Given a non-zero UInt8, I would like to randomly and uniformly select the index of a bit that is one. For example, if I get UInt8(14), the bitstring would be 00001110, and thus it would return UInt8(2), UInt8(3), and UInt8(4) at a uniform rate. My solution thus far has been

- Select a number from one to the number of ones in the inputted UInt8
- Find the index of the bit corresponding to that many ones (from the right)

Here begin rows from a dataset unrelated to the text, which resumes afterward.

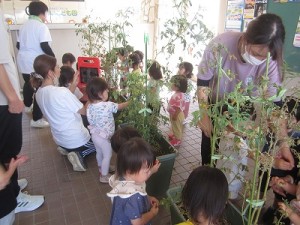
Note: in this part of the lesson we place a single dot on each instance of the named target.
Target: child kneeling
(131, 204)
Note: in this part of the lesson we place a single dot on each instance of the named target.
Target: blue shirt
(126, 209)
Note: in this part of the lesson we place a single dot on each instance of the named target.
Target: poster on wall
(234, 15)
(296, 42)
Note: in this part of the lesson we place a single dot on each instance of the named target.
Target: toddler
(131, 204)
(204, 196)
(124, 134)
(69, 79)
(102, 124)
(176, 107)
(68, 59)
(186, 69)
(285, 186)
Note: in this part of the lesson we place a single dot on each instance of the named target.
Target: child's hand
(154, 209)
(284, 208)
(173, 117)
(153, 200)
(277, 184)
(155, 167)
(76, 78)
(280, 163)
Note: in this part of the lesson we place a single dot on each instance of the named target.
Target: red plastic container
(88, 68)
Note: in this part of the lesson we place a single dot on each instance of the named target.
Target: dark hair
(122, 51)
(68, 57)
(205, 192)
(140, 54)
(95, 86)
(180, 82)
(155, 71)
(134, 59)
(293, 106)
(66, 76)
(121, 136)
(188, 69)
(42, 65)
(267, 29)
(36, 8)
(132, 155)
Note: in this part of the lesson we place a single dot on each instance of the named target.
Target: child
(186, 69)
(69, 79)
(176, 108)
(124, 134)
(134, 62)
(123, 66)
(68, 59)
(285, 186)
(155, 84)
(141, 55)
(102, 124)
(131, 204)
(204, 196)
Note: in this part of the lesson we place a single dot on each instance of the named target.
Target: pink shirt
(176, 101)
(234, 67)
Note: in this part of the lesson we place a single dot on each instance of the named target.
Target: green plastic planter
(232, 214)
(158, 183)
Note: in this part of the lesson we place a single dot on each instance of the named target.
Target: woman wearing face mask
(62, 109)
(33, 40)
(244, 55)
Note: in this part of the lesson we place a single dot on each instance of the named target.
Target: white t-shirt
(60, 107)
(31, 34)
(101, 119)
(7, 61)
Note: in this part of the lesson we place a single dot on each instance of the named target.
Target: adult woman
(33, 40)
(62, 109)
(244, 54)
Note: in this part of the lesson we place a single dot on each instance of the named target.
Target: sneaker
(77, 161)
(22, 183)
(28, 202)
(41, 123)
(28, 109)
(175, 142)
(104, 179)
(62, 151)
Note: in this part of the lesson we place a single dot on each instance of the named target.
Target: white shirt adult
(7, 61)
(31, 35)
(61, 107)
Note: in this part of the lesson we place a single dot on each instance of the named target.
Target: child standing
(131, 204)
(176, 108)
(101, 120)
(186, 69)
(68, 59)
(155, 83)
(204, 196)
(69, 79)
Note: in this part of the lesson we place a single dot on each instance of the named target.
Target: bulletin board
(289, 12)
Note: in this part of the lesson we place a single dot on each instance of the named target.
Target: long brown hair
(42, 65)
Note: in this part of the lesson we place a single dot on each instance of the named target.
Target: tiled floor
(78, 198)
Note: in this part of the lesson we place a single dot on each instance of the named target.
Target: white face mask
(251, 59)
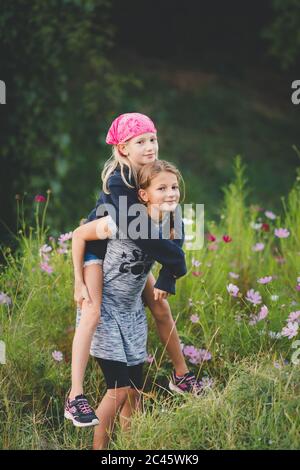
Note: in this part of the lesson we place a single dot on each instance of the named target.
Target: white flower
(232, 290)
(270, 215)
(274, 298)
(187, 221)
(258, 247)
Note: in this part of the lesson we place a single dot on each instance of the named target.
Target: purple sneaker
(185, 384)
(80, 412)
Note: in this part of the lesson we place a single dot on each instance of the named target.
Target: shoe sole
(176, 389)
(80, 425)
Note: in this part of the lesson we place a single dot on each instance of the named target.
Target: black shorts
(119, 374)
(97, 247)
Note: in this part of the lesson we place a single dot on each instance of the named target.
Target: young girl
(119, 343)
(134, 141)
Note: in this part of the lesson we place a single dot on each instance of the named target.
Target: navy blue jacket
(167, 252)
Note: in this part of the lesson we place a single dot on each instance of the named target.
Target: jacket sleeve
(168, 253)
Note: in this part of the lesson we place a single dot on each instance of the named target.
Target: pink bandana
(128, 125)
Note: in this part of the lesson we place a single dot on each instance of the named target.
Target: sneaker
(80, 412)
(185, 384)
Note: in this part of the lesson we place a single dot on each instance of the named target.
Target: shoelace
(84, 407)
(194, 383)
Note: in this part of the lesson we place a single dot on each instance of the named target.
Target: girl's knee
(160, 309)
(118, 394)
(91, 313)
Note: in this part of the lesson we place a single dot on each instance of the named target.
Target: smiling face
(162, 195)
(140, 150)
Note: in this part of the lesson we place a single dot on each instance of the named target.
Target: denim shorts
(90, 258)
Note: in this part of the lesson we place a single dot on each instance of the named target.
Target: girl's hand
(81, 293)
(160, 294)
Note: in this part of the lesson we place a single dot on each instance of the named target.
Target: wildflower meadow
(237, 312)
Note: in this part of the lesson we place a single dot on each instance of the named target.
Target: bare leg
(107, 411)
(132, 403)
(90, 315)
(166, 326)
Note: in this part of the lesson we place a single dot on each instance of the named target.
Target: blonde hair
(117, 159)
(149, 171)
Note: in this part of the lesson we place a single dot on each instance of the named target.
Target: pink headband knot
(129, 125)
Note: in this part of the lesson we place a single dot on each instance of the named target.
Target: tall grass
(253, 402)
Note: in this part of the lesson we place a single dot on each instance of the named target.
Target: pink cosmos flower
(258, 247)
(265, 227)
(281, 232)
(45, 267)
(206, 383)
(263, 313)
(194, 318)
(62, 250)
(290, 330)
(204, 355)
(260, 316)
(265, 280)
(57, 356)
(4, 299)
(253, 297)
(196, 356)
(234, 276)
(45, 249)
(39, 198)
(64, 237)
(270, 215)
(280, 259)
(294, 316)
(232, 290)
(211, 237)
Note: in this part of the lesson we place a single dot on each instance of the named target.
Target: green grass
(254, 401)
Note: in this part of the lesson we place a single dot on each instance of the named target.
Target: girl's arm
(96, 230)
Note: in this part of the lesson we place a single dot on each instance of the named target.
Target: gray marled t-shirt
(121, 334)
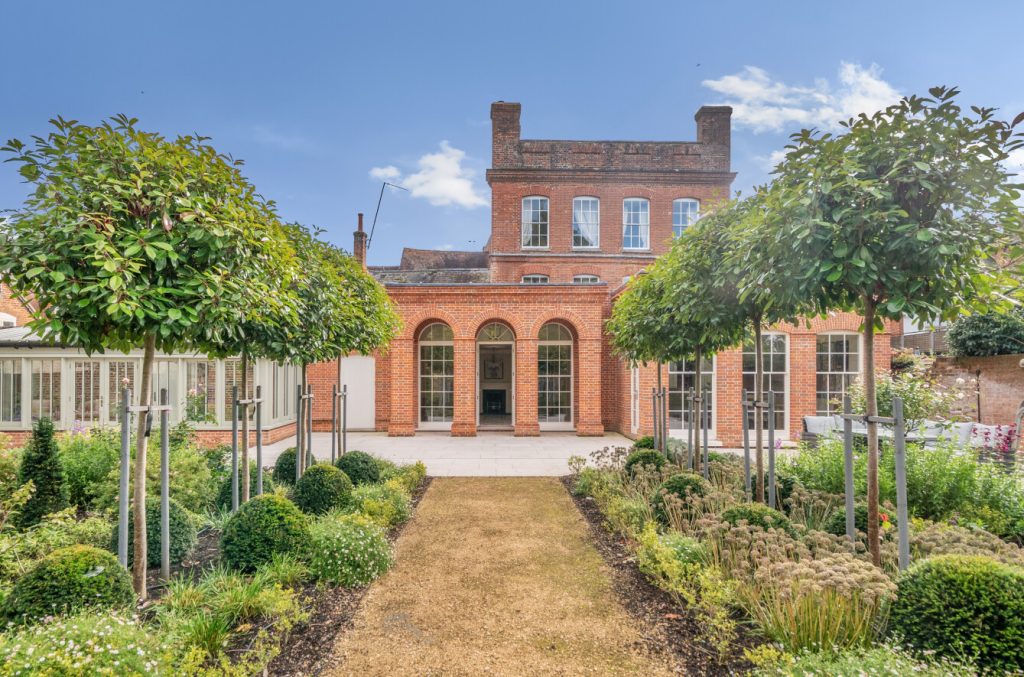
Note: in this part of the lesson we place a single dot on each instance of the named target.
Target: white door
(358, 375)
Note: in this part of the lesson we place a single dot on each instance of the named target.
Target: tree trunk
(698, 397)
(139, 555)
(245, 428)
(758, 412)
(307, 434)
(871, 409)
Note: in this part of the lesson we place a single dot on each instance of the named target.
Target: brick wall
(12, 306)
(999, 383)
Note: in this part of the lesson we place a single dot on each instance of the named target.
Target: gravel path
(496, 576)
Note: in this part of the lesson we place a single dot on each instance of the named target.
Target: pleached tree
(341, 307)
(906, 212)
(130, 240)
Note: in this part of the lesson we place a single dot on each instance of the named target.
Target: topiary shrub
(323, 488)
(182, 534)
(386, 504)
(348, 550)
(69, 580)
(987, 334)
(646, 441)
(41, 466)
(837, 522)
(284, 467)
(641, 458)
(681, 485)
(760, 515)
(958, 606)
(224, 493)
(262, 526)
(360, 467)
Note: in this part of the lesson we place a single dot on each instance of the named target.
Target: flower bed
(255, 588)
(813, 598)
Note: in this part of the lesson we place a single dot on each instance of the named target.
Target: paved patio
(488, 454)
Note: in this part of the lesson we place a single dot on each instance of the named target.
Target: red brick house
(511, 338)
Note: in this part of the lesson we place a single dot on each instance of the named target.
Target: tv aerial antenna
(377, 213)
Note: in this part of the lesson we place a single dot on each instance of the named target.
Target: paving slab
(488, 454)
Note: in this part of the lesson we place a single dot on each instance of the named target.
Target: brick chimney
(715, 125)
(505, 134)
(359, 246)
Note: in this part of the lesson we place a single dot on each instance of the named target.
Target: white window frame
(713, 373)
(643, 224)
(781, 433)
(691, 214)
(588, 205)
(817, 372)
(558, 425)
(526, 227)
(420, 343)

This second step is similar to the bit twiddling hack shown here: Bit Twiddling Hacks but this is built very much with 64-bit integers in mind so I spun my own. Here’s my solution so far:

```
const rng = Xoshiro()
# step 2
@inline function get_decisions(d1::UInt8, d2::UInt8, i::UInt8, j::UInt8)
to_return_1, to_return_2 = 0x08, 0x08
for n = 0x00:0x06
to_return_1 -= isodd(d1 >> n) &&
Base.ctpop_int(d1 >> n) == i ? 0x07 - n : 0x00
to_return_2 -= isodd(d2 >> n) &&
Base.ctpop_int(d2 >> n) == j ? 0x07 - n : 0x00
end
return to_return_1, to_return_2
end
# step 1
function select_random_decision(d1::UInt8, d2::UInt8)
a, b = Base.ctpop_int(d1), Base.ctpop_int(d2)
return get_decisions(d1, d2,
a == 0x01 ? 0x01 :
a == 0x02 ? rand(rng, (0x01, 0x02)) :
a == 0x03 ? rand(rng, (0x01, 0x02, 0x03)) :
a == 0x04 ? rand(rng, (0x01, 0x02, 0x03, 0x04)) : rand(rng, 0x01:a),
b == 0x01 ? 0x01 :
b == 0x02 ? rand(rng, (0x01, 0x02)) :
b == 0x03 ? rand(rng, (0x01, 0x02, 0x03)) :
b == 0x04 ? rand(rng, (0x01, 0x02, 0x03, 0x04)) : rand(rng, 0x01:b)
)
end
```

This can be checked for correctness visually with this plot:

```
using Plots
a = rand(0x01:0xff)
b = rand(0x01:0xff)
N = 1_000_000
results = map(x -> select_random_decision(a, b), 1:N)
histogram(map(x -> results[x][1], 1:N) .- 1/8, xlims = (0, 9), label = "",
xticks = (1:8, reverse(split(bitstring(a), "")) .* reverse(split(bitstring(b), ""))),
bar_width = 1/4)
histogram!(map(x -> results[x][2], 1:N) .+ 1/8, label = "", bar_width = 1/4,
dpi = 300, format = :png, grid = false, yaxis = false, yticks = [],
bgcolor = :transparent)
```

and benchmarked with this:

```
using BenchmarkTools
@benchmark select_random_decision(a, b) setup = (a = rand(0x01:0xff); b = rand(0x01:0xff))
```

```
BenchmarkTools.Trial:
memory estimate: 0 bytes
allocs estimate: 0
--------------
minimum time: 10.060 ns (0.00% GC)
median time: 14.625 ns (0.00% GC)
mean time: 14.621 ns (0.00% GC)
maximum time: 22.273 ns (0.00% GC)
--------------
samples: 10000
evals/sample: 999
```

This blog post (What you can learn from accessing an element of an array in Julia) mentions that tuples >= 4 in length are highly optimized for random selection in Julia. This lines up with my benchmarking, as both going to 3 and 5 are slower. However, I don’t understand why this is, since the base Julia seems to have optimizations for 1, 2, 3, and N-sized tuples (lines 500-553 of julia/generation.jl at 0ff49d0457300013f9e802850a49e64569426a0b · JuliaLang/julia · GitHub).

Why do these tuple optimizations work up to 4, can I write my own implementations for 5-8 (8 seems not that far away from 4, perhaps naively), and are there other ways to optimize this function?